The resulting recommendations are now not empty for `Dan` and `Angelica`, and most recommendations are longer.

# Book recommendations - Real world example
So let's try to apply this simple recommendation engine to a proper dataset. We will be using the [Book Crossing](http://www.informatik.uni-freiburg.de/~cziegler/BX/) dataset, with a lot of book reviews.

## Environment
For this example we'll make use of more external libraries and helper functions.

In [12]:
from IPython.display import display, HTML 
import pandas as pd
import seaborn as sns
import matplotlib.pyplot as plt

In [13]:
# Plotting specifics
%matplotlib inline
plt.style.use("seaborn-poster") # Better than default plotting style
plt.rcParams['figure.figsize'] = (12, 12) # Larger figures
sns.set_context("poster")

In [14]:
def DF_DISP(df):
    """Pretty print a dataframe"""
    display(HTML(df.to_html()))
def show_cols(name, df):
    """Show name, length, and list of columns of dataframe"""
    print("{}: {} {}".format(name, len(df.index), list(df.columns)))
def show_top_counts(name, df, col):
    """Print counts of most common values in col"""
    top = df.groupby([col])[["count"]].count().sort_values(by="count", ascending=False)
    print("Top {}(s) in {} of {} unique".format(col, name, len(top.index)))
    DF_DISP(top.head())

## Wrangle dataset
I downloaded the `csv` version of the data set and  manually converted the dataset into UTF-8 and gzipped it.
Malformed lines are dropped. These are usually due to `&nbsp;` or similar html that adds an extra `;` which otherwise is used as field separator.  Furthermore, duplicate entries are dropped as they don't add anything to the analysis. This treatment has no effect on ratings, very small effect on books, and moderate effect on users. The remaining clean dataset is big enough for what we want to do.

In [15]:
def read_csv(filename):
    df = pd.read_csv(
        filename, delimiter=";", quotechar="\"", error_bad_lines=False, low_memory=False, warn_bad_lines=False)
    df.dropna(inplace=True) # remove missing values
    df["count"] = 1 # add a count column    
    df.drop_duplicates(inplace=True)
    return df

In [16]:
bx_users = read_csv("BX-CSV-Dump/BX-Users.csv.gz")
bx_books = read_csv("BX-CSV-Dump/BX-Books.csv.gz")
bx_ratings = read_csv("BX-CSV-Dump/BX-Book-Ratings.csv.gz")

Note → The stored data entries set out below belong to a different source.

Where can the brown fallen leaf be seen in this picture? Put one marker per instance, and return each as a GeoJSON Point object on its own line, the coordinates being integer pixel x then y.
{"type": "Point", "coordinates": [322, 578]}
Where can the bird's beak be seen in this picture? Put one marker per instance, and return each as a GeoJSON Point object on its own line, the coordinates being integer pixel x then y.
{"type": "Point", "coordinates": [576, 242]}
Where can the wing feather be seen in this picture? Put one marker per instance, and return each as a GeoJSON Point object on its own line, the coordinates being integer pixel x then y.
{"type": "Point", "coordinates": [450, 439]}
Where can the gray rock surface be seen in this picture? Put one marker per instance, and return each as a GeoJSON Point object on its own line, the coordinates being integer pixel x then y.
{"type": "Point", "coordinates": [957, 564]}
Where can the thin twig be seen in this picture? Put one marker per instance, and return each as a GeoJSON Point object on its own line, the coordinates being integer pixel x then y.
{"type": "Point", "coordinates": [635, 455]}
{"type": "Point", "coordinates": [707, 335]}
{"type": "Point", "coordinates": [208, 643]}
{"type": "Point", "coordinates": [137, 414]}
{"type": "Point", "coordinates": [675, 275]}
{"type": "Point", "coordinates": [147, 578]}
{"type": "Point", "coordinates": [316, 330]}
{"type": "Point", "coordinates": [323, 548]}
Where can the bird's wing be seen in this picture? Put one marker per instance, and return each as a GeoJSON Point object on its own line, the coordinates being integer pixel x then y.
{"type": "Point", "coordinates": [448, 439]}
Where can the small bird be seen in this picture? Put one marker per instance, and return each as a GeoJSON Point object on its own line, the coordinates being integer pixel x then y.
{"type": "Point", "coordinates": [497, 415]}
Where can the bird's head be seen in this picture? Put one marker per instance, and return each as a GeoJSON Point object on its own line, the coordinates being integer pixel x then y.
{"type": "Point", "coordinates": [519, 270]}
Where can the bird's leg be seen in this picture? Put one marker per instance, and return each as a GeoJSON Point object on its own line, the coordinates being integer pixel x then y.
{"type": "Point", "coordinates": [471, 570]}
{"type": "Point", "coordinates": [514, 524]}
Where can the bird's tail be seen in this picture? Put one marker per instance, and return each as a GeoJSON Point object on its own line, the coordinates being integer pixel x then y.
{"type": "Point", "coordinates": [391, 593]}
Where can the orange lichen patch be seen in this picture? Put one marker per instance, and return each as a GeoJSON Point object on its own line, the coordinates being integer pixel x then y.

Ensure user Age is an int in range 5-100.

In [17]:
# Force age to be int
bx_users["Age"] = bx_users["Age"].astype(int)
# Restict range of age
bx_users = bx_users[(bx_users["Age"] > 5) & (bx_users["Age"] < 100)]

Ensure Book year is int in range 1920-2020, and drop URL columns.

In [18]:
# Force year as int
bx_books["Year-Of-Publication"] = bx_books["Year-Of-Publication"].astype(int)
# Restrict publication date
bf_books = bx_books[(bx_books["Year-Of-Publication"] > 1920)
                    & (bx_books["Year-Of-Publication"] < 2020)]
# Drop URL columns
bx_books.drop(['Image-URL-S', 'Image-URL-M', 'Image-URL-L'],
              inplace=True, axis=1)

Ensure book rating is int and a real rating in range 1-10, that ratings have matching user id, and that books have matching rating.

In [19]:
# Force rating as int
bx_ratings["Book-Rating"] = bx_ratings["Book-Rating"].astype(int)
# Restrict to ratings 1-10
bx_ratings = bx_ratings[(bx_ratings["Book-Rating"] >= 1) & (bx_ratings["Book-Rating"] <= 10)]
# Remove any ratings without matching user id
bx_ratings = bx_ratings[bx_ratings["User-ID"].isin(bx_users["User-ID"])]
# Remove any books without any ratings and any rating without books
bx_books = bx_books[bx_books["ISBN"].isin(bx_ratings["ISBN"])]
bx_ratings = bx_ratings[bx_ratings["ISBN"].isin(bx_books["ISBN"])]

In [20]:
bx_books["ISBN"] = bx_books["ISBN"].astype(str)
bx_ratings["ISBN"] = bx_ratings["ISBN"].astype(str)

## Test recommendation engine

In [21]:
user_ratings = {
    g: dict(zip(r["ISBN"].values, r["Book-Rating"].values))
    for g, r in bx_ratings[["User-ID", "ISBN", "Book-Rating"]].groupby("User-ID")}

In [22]:
for i, user in enumerate(user_ratings.keys()):
    recommendation = recommend_knn(user, user_ratings, distance=DISTANCES["Pearson"], k=3)
    print(bx_users[bx_users["User-ID"]==user].iloc[0].values)
    for isbn, score in recommendation:
        print("\t", bx_books[bx_books["ISBN"]==isbn].iloc[0].values)
    if i > 10: # skip after 10 users
        break

[19 'weston, ,' 14 1]
	 ['0553582747' 'From the Corner of His Eye' 'Dean Koontz' 2001
 'Bantam Books' 1]
	 ['0440223571' 'This Year It Will Be Different: And Other Stories'
 'Maeve Binchy' 1997 'Dell' 1]
	 ['0440225701' 'The Street Lawyer' 'JOHN GRISHAM' 1999 'Dell' 1]
[42 'appleton, wisconsin, usa' 17 1]
	 ['0375759778' 'Prague : A Novel' 'ARTHUR PHILLIPS' 2003
 'Random House Trade Paperbacks' 1]
	 ['0440223571' 'This Year It Will Be Different: And Other Stories'
 'Maeve Binchy' 1997 'Dell' 1]
	 ['0440225701' 'The Street Lawyer' 'JOHN GRISHAM' 1999 'Dell' 1]
[44 'black mountain, north carolina, usa' 51 1]
	 ['0375759778' 'Prague : A Novel' 'ARTHUR PHILLIPS' 2003
 'Random House Trade Paperbacks' 1]
	 ['0553582747' 'From the Corner of His Eye' 'Dean Koontz' 2001
 'Bantam Books' 1]
	 ['0440225701' 'The Street Lawyer' 'JOHN GRISHAM' 1999 'Dell' 1]
[51 'renton, washington, usa' 34 1]
	 ['0375759778' 'Prague : A Novel' 'ARTHUR PHILLIPS' 2003
 'Random House Trade Paperbacks' 1]
	 ['055358274

So same method is directly applicable to real world data!